O Pasquim
O Pasquim foi um semanário alternativo brasileiro, de característica paradoxal, editado entre 26 de junho de 1969 e 11 de novembro de 1991, reconhecido pelo diálogo entre o cenário da contracultura da década de 1960 e por seu papel de oposição ao regime militar.
Imagem: Arquivo Nacional do Brasil · PDM · Openverse
O projeto nasceu no fim de 1968 após uma reunião entre o cartunista Jaguar e os jornalistas Tarso de Castro e Sérgio Cabral; o trio buscava uma opção para substituir o tabloide humorístico A carapuça, editado pelo recém-falecido escritor Sérgio Porto. O nome, que significa "jornal difamador, folheto injurioso", foi sugestão de Jaguar. "Terão de inventar outros nomes para nos xingar", disse ele, já prevendo as críticas de que seriam alvo. Com o tempo figuras de destaque na imprensa brasileira, como Ziraldo, Millôr Fernandes, Manoel "Ciribelli" Braga, Miguel Paiva, Prósperi, Claudius e Fortuna, se juntaram ao time. A primeira edição finalmente saiu em 22 de junho de 1969, com uma tiragem de 28 mil exemplares, em seis meses chegou a 250 mil. Além de um grupo fixo de jornalistas, que incluía Luiz Carlos Maciel, a publicação contava com a colaboração de nomes como Henfil, Paulo Francis, Ivan Lessa, Carlos Leonam e Sérgio Augusto, e também de colaboradores eventuais como Ruy Castro e Fausto Wolff. Como símbolo do jornal foi criado o ratinho Sig (de Sigmund Freud), desenhado por Jaguar, baseado na anedota da época que dizia que "se Deus havia criado o sexo, Freud criou a sacanagem".
Bundas (1999)
Um primeiro ensaio para a volta da publicação deu-se através de uma revista intitulada Bundas, lançada em 1999, que durou pouco tempo.
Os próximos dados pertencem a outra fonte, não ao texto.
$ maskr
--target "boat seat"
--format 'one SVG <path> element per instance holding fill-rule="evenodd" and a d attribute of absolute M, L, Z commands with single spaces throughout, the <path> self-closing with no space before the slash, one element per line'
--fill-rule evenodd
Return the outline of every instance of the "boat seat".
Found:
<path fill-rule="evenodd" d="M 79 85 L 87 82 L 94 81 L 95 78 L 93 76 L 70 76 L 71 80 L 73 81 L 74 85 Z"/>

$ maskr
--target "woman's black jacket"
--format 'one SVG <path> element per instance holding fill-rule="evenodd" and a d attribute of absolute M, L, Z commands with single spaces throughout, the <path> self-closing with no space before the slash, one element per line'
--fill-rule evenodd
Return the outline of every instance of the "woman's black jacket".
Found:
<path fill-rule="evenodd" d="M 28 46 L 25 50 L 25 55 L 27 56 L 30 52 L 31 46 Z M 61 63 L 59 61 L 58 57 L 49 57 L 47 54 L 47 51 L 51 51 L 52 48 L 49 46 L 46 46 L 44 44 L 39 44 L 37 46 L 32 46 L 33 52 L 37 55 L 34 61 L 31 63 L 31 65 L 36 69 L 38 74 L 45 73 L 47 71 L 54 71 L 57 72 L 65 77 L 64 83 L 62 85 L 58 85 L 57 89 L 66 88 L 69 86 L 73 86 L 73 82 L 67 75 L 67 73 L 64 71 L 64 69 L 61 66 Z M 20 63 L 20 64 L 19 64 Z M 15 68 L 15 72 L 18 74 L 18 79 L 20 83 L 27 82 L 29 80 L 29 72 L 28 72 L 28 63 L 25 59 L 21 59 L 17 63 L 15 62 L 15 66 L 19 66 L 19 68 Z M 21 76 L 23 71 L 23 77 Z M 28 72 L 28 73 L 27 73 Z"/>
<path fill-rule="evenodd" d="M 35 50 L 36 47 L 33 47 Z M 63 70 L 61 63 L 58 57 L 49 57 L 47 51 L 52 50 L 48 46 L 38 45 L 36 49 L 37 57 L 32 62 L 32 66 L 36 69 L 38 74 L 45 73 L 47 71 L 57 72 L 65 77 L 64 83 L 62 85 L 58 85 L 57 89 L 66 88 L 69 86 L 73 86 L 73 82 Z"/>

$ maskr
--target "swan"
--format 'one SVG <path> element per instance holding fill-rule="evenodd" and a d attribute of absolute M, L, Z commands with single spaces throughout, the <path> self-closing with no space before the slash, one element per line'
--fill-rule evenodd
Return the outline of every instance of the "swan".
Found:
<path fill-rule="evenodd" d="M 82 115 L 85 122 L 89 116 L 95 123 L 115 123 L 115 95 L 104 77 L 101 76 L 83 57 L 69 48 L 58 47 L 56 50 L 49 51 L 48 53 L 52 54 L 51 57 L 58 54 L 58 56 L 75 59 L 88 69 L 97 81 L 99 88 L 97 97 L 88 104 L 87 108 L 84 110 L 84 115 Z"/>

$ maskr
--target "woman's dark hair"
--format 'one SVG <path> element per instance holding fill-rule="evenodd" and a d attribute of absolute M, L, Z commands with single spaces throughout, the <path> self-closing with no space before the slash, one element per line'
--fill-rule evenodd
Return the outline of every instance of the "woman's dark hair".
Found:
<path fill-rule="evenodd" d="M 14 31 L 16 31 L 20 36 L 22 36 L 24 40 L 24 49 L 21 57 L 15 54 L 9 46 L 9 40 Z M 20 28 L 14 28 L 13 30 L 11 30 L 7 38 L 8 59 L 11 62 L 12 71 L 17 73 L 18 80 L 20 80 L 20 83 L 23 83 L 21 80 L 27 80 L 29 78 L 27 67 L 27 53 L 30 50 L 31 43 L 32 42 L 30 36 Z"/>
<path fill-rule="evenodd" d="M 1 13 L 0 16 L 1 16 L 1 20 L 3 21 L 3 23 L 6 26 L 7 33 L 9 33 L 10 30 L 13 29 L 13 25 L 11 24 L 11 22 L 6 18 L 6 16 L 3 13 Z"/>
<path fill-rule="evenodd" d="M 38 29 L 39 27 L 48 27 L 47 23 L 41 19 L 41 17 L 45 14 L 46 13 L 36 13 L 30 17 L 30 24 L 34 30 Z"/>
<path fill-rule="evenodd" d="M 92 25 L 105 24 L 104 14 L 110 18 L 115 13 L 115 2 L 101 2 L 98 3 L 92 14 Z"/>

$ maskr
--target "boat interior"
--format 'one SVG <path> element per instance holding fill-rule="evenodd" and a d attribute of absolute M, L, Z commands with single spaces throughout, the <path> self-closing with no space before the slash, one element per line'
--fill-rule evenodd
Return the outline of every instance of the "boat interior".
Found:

O nome Bundas era uma paródia à revista Caras, e seu lema era "Quem mostra a bunda em Caras não mostra a cara em Bundas" e "Bundas, a revista que não tem vergonha de mostrar a cara".
OPasquim21
Em 2002, Ziraldo e seu irmão Zélio Alves Pinto lançaram uma nova edição de O Pasquim, renomeado OPasquim21. Esta versão também teve vida curta, apesar de contar com alguns de seus antigos colaboradores, e deixou de ser publicada em meados de 2004. Passaram pela publicação nomes como Fausto Wolff, Miguel Arcanjo Prado, Emir Sader e Marcia Frazão.
Livros
Em abril de 2006 a editora Desiderata lançou O Pasquim - Antologia - 1969-1971, uma compilação feita por Jaguar e Sérgio Augusto de matérias e entrevistas das 150 primeiras edições do semanário. O livro foi um sucesso, entrando para a lista de mais vendidos daquele ano e motivando os lançamentos de segundo volume em 2007 e terceiro em 2009.
Digitalização
Todas as 1 072 edições semanais foram digitalizadas pela Biblioteca Nacional (BN) e estarão disponíveis ao público em sua hemeroteca. A digitalização gerou 35 mil páginas. A BN tinha em seu acervo 602 edições, sendo o restante cedido por Ziraldo e pela Associação Brasileira de Imprensa. Será possível ler por edição e pesquisar por autor, acessando tudo o que ele publicou no jornal.